Музыка грязи | страница 57
Детей и следа нет; они, должно быть, целы. Но не успевает он позвать их, как замечает Негру, наполовину вывалившегося из кабины; подходит к нему, опускается на колени и видит: его рука стала мягким сгустком плоти, а тело похоже на вещевой мешок, набитый всякой рухлядью. «Боже Всемогущий, – думает он, – сколько меня не было здесь?» Земля у него под ногами стала смолистой от крови, и брат такой мертвый. Теперь он может слышать Салли, но не видит ее в темноте кабины. Она превратилась в ужасный влажный шум. Фокс проползает к другой стороне кабины на животе; он плачет от боли и заглядывает внутрь через погнутую оконную стойку. Измятая крыша кабины под ним горячая и скользкая. От нее пахнет дерьмом и фруктовой жевательной резинкой, и Фокс подтягивается на одной руке, пока не находит Сэл под рулевой консолью, и кусочки металла торчат из ее тела.
– Лю?
Он чувствует ее губы под своей ладонью.
– Все в порядке, – говорит она. – Я ничего не чувствую. Пой, Лю.
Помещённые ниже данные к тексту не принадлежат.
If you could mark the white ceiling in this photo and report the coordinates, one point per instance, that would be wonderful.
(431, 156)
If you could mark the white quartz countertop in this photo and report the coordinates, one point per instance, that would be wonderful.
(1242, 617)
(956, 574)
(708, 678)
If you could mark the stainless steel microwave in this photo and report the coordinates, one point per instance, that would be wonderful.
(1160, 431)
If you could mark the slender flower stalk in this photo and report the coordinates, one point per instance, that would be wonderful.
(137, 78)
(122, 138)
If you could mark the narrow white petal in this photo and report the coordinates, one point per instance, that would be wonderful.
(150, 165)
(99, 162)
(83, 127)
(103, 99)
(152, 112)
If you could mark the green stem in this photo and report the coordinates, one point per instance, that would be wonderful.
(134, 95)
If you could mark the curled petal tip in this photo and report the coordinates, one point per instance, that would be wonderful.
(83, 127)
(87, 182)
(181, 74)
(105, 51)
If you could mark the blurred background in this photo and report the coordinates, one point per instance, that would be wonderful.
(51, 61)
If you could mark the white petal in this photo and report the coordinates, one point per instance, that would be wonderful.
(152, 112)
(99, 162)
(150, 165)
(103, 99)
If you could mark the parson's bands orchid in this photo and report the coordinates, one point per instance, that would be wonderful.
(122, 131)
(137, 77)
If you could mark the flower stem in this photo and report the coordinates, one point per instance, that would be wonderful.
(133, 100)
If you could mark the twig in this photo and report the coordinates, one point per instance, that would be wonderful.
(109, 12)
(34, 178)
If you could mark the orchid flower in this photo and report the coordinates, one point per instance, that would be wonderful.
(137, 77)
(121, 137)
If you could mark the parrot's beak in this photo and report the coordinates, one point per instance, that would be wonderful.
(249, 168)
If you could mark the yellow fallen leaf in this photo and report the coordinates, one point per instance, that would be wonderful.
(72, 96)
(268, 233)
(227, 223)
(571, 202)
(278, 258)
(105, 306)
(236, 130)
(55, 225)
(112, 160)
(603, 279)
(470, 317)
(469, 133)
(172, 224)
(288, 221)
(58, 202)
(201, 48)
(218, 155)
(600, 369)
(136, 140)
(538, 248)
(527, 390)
Он чувствует, как дыхание выходит из нее, он не успевает убрать руку. Горячий дождь ее мочи заливает ему лицо. Он приходит в себя, сидя прямо в грязи. Та же ночь и, наверное, та же минута.
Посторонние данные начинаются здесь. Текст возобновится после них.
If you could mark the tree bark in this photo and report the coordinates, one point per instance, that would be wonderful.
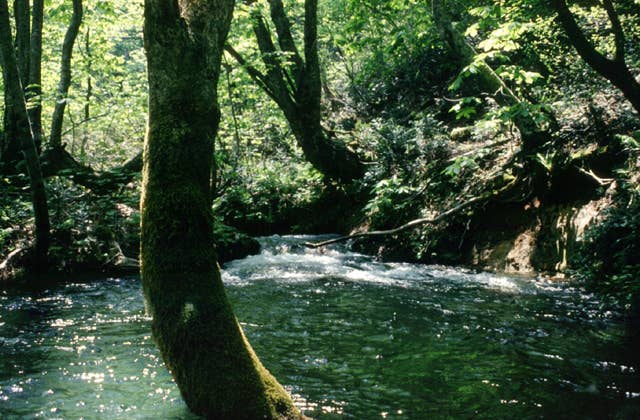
(18, 108)
(298, 90)
(55, 138)
(613, 69)
(201, 342)
(12, 142)
(532, 135)
(34, 88)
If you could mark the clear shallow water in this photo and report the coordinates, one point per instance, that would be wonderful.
(348, 336)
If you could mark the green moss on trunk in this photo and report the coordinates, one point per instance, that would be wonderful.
(218, 373)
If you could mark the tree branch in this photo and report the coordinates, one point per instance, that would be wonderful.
(285, 39)
(617, 30)
(412, 224)
(253, 72)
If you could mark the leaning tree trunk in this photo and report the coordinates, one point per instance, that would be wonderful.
(18, 107)
(296, 88)
(34, 89)
(201, 342)
(55, 138)
(10, 151)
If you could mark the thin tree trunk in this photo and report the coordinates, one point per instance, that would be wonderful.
(200, 340)
(19, 108)
(34, 89)
(55, 138)
(21, 16)
(298, 90)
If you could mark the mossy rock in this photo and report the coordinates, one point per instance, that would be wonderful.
(231, 244)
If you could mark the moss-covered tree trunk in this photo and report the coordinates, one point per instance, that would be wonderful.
(16, 105)
(55, 138)
(297, 89)
(10, 152)
(201, 342)
(34, 89)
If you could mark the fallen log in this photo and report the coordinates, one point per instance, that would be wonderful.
(410, 225)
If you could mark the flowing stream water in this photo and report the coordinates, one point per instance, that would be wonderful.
(348, 337)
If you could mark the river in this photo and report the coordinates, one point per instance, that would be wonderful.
(348, 336)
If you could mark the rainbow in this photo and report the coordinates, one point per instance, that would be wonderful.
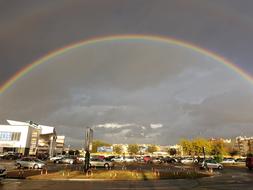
(164, 39)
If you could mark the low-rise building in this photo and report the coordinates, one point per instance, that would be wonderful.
(27, 138)
(60, 143)
(244, 145)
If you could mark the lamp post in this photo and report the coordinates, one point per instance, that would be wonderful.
(204, 153)
(88, 148)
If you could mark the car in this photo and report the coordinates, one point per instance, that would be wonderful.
(156, 160)
(66, 160)
(29, 162)
(228, 161)
(58, 157)
(211, 164)
(169, 160)
(118, 159)
(249, 162)
(130, 159)
(147, 159)
(189, 161)
(96, 162)
(11, 156)
(240, 160)
(3, 172)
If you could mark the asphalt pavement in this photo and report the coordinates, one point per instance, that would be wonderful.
(229, 178)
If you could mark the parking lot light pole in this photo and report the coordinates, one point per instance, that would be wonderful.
(204, 152)
(88, 148)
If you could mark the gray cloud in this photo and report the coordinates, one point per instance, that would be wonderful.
(123, 87)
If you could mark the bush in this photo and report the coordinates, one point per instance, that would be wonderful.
(218, 158)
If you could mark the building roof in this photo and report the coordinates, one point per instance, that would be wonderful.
(44, 129)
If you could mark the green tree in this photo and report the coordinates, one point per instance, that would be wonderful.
(133, 148)
(187, 146)
(218, 148)
(77, 152)
(198, 144)
(152, 148)
(118, 149)
(172, 151)
(233, 152)
(97, 143)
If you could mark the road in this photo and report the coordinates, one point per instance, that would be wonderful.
(229, 178)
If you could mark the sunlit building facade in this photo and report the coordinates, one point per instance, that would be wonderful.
(27, 138)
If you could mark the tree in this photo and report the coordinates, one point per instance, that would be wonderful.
(152, 148)
(97, 143)
(77, 152)
(71, 152)
(172, 151)
(118, 149)
(133, 148)
(187, 146)
(218, 148)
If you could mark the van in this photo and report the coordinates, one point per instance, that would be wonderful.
(249, 162)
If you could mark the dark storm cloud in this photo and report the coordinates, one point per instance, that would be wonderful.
(128, 84)
(30, 29)
(134, 91)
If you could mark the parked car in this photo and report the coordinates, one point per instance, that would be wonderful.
(169, 160)
(228, 161)
(118, 159)
(189, 161)
(211, 164)
(3, 172)
(96, 162)
(249, 162)
(240, 160)
(58, 157)
(147, 159)
(11, 156)
(156, 160)
(130, 159)
(66, 160)
(28, 162)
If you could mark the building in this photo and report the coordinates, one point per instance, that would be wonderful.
(27, 138)
(60, 143)
(244, 145)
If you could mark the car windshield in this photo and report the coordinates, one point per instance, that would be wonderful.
(147, 94)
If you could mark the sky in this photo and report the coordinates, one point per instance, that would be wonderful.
(134, 91)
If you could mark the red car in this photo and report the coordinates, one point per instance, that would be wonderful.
(249, 162)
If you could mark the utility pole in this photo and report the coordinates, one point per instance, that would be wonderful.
(88, 148)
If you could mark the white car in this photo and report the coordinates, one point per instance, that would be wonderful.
(130, 159)
(189, 161)
(228, 161)
(28, 162)
(56, 157)
(118, 159)
(3, 172)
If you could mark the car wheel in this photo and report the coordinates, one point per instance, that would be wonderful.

Идет в поисках по дороге, крестится, чтобы успокоиться, лелеет надежду.
Но он находит Пулю на каменном краю бахчи, его голова расколота, как канталупка, он все еще пахнет мылом, и пижама на нем чистая.
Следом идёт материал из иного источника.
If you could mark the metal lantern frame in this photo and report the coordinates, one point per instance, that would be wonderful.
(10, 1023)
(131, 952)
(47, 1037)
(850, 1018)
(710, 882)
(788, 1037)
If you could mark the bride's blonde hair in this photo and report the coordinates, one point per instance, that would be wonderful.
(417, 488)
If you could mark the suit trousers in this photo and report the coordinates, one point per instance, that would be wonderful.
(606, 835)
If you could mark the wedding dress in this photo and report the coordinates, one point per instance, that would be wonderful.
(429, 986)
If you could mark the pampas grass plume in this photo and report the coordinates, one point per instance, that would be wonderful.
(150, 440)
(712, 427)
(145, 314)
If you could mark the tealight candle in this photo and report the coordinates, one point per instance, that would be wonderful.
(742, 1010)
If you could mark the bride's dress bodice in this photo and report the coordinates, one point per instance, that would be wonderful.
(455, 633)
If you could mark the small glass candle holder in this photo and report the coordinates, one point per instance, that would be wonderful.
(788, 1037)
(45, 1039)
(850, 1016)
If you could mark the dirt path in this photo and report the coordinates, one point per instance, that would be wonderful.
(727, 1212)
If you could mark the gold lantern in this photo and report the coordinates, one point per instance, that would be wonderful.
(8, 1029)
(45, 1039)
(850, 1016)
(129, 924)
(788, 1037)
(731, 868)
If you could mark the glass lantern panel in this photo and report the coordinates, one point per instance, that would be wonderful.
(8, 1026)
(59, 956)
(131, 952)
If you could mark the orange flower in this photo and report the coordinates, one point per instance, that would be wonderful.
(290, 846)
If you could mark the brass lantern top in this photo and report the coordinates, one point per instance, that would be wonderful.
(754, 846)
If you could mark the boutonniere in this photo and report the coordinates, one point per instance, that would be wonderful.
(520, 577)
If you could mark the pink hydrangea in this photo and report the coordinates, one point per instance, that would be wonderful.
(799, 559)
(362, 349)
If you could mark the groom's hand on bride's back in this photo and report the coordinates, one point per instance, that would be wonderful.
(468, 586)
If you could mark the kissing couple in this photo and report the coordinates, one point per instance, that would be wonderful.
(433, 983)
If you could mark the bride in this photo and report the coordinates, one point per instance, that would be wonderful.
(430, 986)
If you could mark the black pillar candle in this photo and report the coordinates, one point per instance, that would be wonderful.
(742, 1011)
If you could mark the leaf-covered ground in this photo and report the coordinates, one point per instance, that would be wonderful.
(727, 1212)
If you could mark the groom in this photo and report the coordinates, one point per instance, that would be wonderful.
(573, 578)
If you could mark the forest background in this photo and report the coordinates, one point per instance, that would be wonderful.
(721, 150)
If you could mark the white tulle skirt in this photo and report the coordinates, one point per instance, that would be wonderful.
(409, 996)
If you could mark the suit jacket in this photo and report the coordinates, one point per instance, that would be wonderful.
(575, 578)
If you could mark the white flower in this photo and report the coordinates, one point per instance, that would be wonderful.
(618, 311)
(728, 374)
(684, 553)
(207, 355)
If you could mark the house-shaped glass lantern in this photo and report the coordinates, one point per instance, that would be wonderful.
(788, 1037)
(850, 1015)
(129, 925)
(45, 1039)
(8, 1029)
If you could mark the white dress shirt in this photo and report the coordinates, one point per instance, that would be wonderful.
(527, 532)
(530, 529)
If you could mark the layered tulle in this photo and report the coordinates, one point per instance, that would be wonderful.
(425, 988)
Национальная гитара в чехле прямо там, на жнивье. Пыльная мандолина. Тряпка, в которую набились репьи.
Далеко, у дома, лает прикованный пес.
И наконец, на другой стороне дороги, в мягкой грязи, светящаяся под луной Птичка. Как упавший воздушный змей, в своей ночнушке, дышит, дышит, но Фокс никак не может поднять ее. Его ключица выпирает, как сломанный брус. Когда он снова пытается приподнять ее, он почти складывается пополам под ее весом и падает на спину в окрашенный кровью овес. Его спину скручивает яростный спазм, но он все еще чувствует горячее дыхание ребенка на своей руке. Он невероятным усилием поднимается на ноги и некоторое время пытается отдышаться; а потом здоровой рукой берет маленькую, теплую ножку и тащит ребенка по белой колее несколько шагов, сопротивляясь боли, пока ему не становится стыдно от ее задушенного вскрика из грязи, и он уступает. Он знает, что не должен был ее трогать. Отступив назад, он натыкается на вспоротое брюхо гитары, и она кричит, и несколько минут Фокс исполняет чудовищное эстрадное представление, пытаясь стряхнуть с ноги эту дрянь.